The Relationship Between Diet Quality and Depressive Symptoms in Postpartum African American Women

Friday, 22 February 2019

AnnaBeth Daley, SN
Emory University, Atlanta, GA, USA
Erin Ferranti, PhD, MPH
School of Nursing, Emory University, Atlanta, GA, USA

Background

Postpartum depression (PPD) affects as many as 1 in 7 women in America (APA, 2017). PPD impairs maternal-child attachment and influences the child’s development later in life (Grace, Evindar & Stewart, 2003). Known risk factors for PPD include low income, low social support and high incidence of stressful life events (Leung, Letourneu, Giesbrecht, Ntanda & Hart, 2017). There is no current evidence that PPD is more prevalent in one race or ethnicity over another (Liu, Phan, Yasur & Doan, 2017). However, it has been shown that African American women are at a higher risk of both depressive symptoms and a lower diet quality (Kay et al., 2017; Liu et al., 2017). Lower diet quality has been shown to be associated with an increased risk of depressive symptoms in non-pregnant adults (Molendijk, Molero, Sanchez-Pedreno, Van der Does & Martinez-Gonzalez, 2017). Few studies have examined the association of diet quality and PPD in African American women. Therefore, the purpose of this study is to examine the relationship of diet quality and postpartum depressive symptoms in African American Women.

Methods

This study is a secondary analysis of an ongoing cross-sectional study conducted in the Atlanta-Metro area with a socioeconomically diverse sample of African American mothers (n=46). The parent study examined the relationship between diet, gut microbiome and cardiometabolic risk factors. Women were recruited between 8 and 10 months postpartum. In-person interviews were conducted and depressive symptom and diet quality data were collected using paper and online questionnaires.

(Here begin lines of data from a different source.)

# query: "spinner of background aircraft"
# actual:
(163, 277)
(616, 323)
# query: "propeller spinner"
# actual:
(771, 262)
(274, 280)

Dietary data was collected using a modified Block-Bodnar Food Frequency Questionnaire (FFQ) and scored using the Alternative Healthy Eating Index (AHEI). The Block-Bodnar FFQ assesses intake of nutrients and probiotics from both the diet and supplements in women of reproductive age within the previous 3-month period. The AHEI scores diets based on its adherence to current recommended dietary guidelines and provides a score ranging from 2.5 to 87.5, with 87.5 being the best diet quality score attainable. Depressive symptoms were assessed with the Edinburgh Postnatal Depression Scale (EPDS). The EPDS is a 10-item questionnaire where participants rate how often they experience depressive symptoms and provides a score between 0 and 30. Data will be analyzed using descriptive statistics, bivariate correlations and multiple regression.

Results

Preliminary analyses were completed using SPSS software. Of the 46 participants, age ranged from 20 years to 37 years with a mean of 26.59 (SD = 4.87). Concerning education, 15.2% had some high school education but no diploma, 32.6% completed High School or GED, 28.3% completed some college and 23.9% completed a college degree program. Marital status varied, 30.4% were married or in a partnered relationship and 69.6% were single or separated. Depressive symptom scores measured with the Edinburgh Postnatal Depression Scale ranged from 0 to 21 with a mean score of 6.35 (SD=4.72). Additional analysis will include description of diet quality as well as regression analysis to examine the relationship between the diet quality and depressive symptom scores.

Conclusion

Information on the relationship between diet quality and depressive symptoms is very limited (George, Milani, Hanss-Nuss, & Freeland-Graves, 2005; Teo et al., 2018) but has important clinical implications for postpartum mothers. The findings from this study will add to our knowledge about this important relationship that impacts both mothers and their children. Understanding factors that are related to PPD allow clinicians to screen for depressive symptoms and provide interventions. One promising area is the examination of diet quality, since multiple opportunities exist to intervene and improve the diet of mothers. With additional research, nursing interventions can be developed and tested to help decrease the likelihood a mother suffers from this debilitating condition.